Donc, tu le stabilises, tu restes à côté et tu attends qu’il redescende parce que tu ne peux pas l’arrêter autrement de toute façon. Ça ne sert à rien de lui parler. Ça ne sert à rien. Il n’entend pas. Il y en a qui disent oui, t’es en colère. Enfin, il n’entend même pas. Il est parti très, très loin. Et une fois qu’il redescend un tout petit peu de son plateau de colère, ça peut durer le plateau, il peut durer de quelques secondes à plus de 20 minutes, ça peut être super long. Là, tu vas commencer à pouvoir recréer du lien avec lui. Et là, tu vas pouvoir reposer le cadre, en fait, de la situation. C’est vraiment comme ça que je vois ça. En fait, quand l’enfant est en pleine émotion, tu ne peux rien faire, en fait. On n’a plus qu’à laisser descendre.
Et après, une fois que tout est balancé par terre pendant la…
Si vraiment il balance tout, tu le contiens, bien sûr, mais on va dire que là, il a balancé, il fait la colère après. Et après, du coup, tu lui dis, écoute, tu vois, regarde, t’as été en colère, là, t’as vu ce que t’as fait? Il y a plein, partout par terre. Tu sais quoi? Maintenant, tu vas réparer? Alors, je peux t’aider, mais tu vas enlever ça, tu vas ramasser l’assiette, tu vas mettre à la poubelle. Là, on va essuyer avec un torchon. Tiens, regarde, je passe un torchon. Et en fait, c’est bien qu’il y ait une notion un peu de réparation derrière. Mais sans violenter l’enfant et sans l’humilier, c’est vraiment…

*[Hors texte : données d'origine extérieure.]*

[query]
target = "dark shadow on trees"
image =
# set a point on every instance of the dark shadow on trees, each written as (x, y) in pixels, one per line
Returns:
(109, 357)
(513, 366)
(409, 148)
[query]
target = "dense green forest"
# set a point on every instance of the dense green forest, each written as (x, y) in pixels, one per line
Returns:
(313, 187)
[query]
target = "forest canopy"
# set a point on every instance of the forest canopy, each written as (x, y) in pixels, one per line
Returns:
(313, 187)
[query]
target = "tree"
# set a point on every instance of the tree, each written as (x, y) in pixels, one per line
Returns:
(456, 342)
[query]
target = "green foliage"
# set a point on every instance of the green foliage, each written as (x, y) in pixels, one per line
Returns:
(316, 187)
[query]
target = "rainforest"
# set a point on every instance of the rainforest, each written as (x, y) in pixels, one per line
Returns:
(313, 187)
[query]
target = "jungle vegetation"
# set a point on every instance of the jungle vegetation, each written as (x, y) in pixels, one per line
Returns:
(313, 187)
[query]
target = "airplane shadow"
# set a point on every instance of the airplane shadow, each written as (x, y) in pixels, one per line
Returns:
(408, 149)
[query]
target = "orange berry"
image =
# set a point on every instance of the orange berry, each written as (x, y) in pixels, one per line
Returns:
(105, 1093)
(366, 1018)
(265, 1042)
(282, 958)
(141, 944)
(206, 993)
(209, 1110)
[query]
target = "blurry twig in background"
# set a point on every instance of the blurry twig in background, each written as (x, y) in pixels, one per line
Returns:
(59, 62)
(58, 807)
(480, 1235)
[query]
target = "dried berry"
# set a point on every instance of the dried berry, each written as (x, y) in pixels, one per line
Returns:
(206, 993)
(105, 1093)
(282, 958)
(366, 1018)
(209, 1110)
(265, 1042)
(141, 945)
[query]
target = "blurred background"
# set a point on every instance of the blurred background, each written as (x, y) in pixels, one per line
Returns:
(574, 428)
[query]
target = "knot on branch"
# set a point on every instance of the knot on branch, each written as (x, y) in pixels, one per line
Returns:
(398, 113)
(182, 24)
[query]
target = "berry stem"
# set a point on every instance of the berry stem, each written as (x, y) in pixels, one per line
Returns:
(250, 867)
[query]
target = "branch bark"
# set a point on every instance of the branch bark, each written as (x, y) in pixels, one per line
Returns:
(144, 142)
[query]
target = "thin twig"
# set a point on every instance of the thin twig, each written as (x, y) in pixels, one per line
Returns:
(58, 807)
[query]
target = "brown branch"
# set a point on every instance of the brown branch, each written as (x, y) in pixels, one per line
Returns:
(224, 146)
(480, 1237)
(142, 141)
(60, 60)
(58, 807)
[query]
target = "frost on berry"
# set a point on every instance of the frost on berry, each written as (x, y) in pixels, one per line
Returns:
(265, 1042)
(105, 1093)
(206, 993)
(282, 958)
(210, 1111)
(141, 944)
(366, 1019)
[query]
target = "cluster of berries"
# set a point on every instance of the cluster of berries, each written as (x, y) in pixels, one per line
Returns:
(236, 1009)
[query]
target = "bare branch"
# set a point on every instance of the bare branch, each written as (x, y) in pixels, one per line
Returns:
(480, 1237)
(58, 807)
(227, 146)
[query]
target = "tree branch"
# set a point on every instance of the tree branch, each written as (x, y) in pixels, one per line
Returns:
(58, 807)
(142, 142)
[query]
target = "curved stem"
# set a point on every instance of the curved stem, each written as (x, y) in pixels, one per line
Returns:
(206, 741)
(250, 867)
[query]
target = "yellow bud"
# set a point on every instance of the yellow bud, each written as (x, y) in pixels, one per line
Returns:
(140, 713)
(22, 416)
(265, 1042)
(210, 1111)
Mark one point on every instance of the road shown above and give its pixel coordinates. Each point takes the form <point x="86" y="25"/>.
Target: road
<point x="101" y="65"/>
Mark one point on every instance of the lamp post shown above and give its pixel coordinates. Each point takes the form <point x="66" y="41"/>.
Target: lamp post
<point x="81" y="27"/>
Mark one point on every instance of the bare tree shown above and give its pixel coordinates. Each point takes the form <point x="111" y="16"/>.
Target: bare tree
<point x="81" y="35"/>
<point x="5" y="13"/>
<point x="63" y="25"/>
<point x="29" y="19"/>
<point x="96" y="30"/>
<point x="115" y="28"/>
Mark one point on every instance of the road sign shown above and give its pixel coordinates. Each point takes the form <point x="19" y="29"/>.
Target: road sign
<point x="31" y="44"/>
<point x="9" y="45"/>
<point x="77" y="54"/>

Genre, j’ai fait un truc qui n’allait pas trop à un instant T, mais avec ma mère, dans le respect mutuel, je répare. Puisqu’on garde en tête qu’ils sont quand même peu en âge encore de gérer leurs émotions. Donc, bon, on comprend ça aussi. Mais on reste inflexible. Genre, s’il a vrillé parce qu’il voulait, je ne sais pas, les Smarties en dessert, les Smarties, il ne les aura pas. Mais il est OK. Mais le reste, c’est OK. Il a le droit d’être en émotion. Logique, quoi.
Clémentine Sarlat
Il y a plein de situations qui me viennent à l’esprit quand on parle de ça, où parfois, c’est dur en tant que parent de dire non, parce que derrière, on sait qu’on va devoir gérer une émotion désagréable et que ça demande de la disponibilité, que parfois, prendre le raccourci de dire OK, vas-y, là, je t’achète la poupée que tu as vue dans les allées au centre commercial. Vas-y, parce que je n’ai pas envie de gérer ta crise. Pourquoi est-ce que c’est si dur pour nous de dire non ?
Héloïse Junier
Il y a plein de raisons. Il y a des parents qui me disent, vraiment texto, qu’ils passent tellement peu de minutes par jour avec leur enfant, genre des fois une heure et demie, qu’ils ne veulent pas faire de la police sur ce temps de présence. Il y a des parents, quand même, qui viennent chez eux, ils arrivent, il est 20 heures. Leur enfant se couche à 20h30, ils ont 30 minutes de présence. Avec leur enfant, ils n’ont clairement pas envie, tu vois, d’aller à l’encontre de ce qu’il veut, en fait. Ce n’est pas leur parentalité, quoi. Donc, du coup, c’est soit ça, par manque de temps, parfois. Donc, c’est des fois des relations qui ne sont pas forcément les mêmes, que si tu passes beaucoup de temps par jour avec ton enfant.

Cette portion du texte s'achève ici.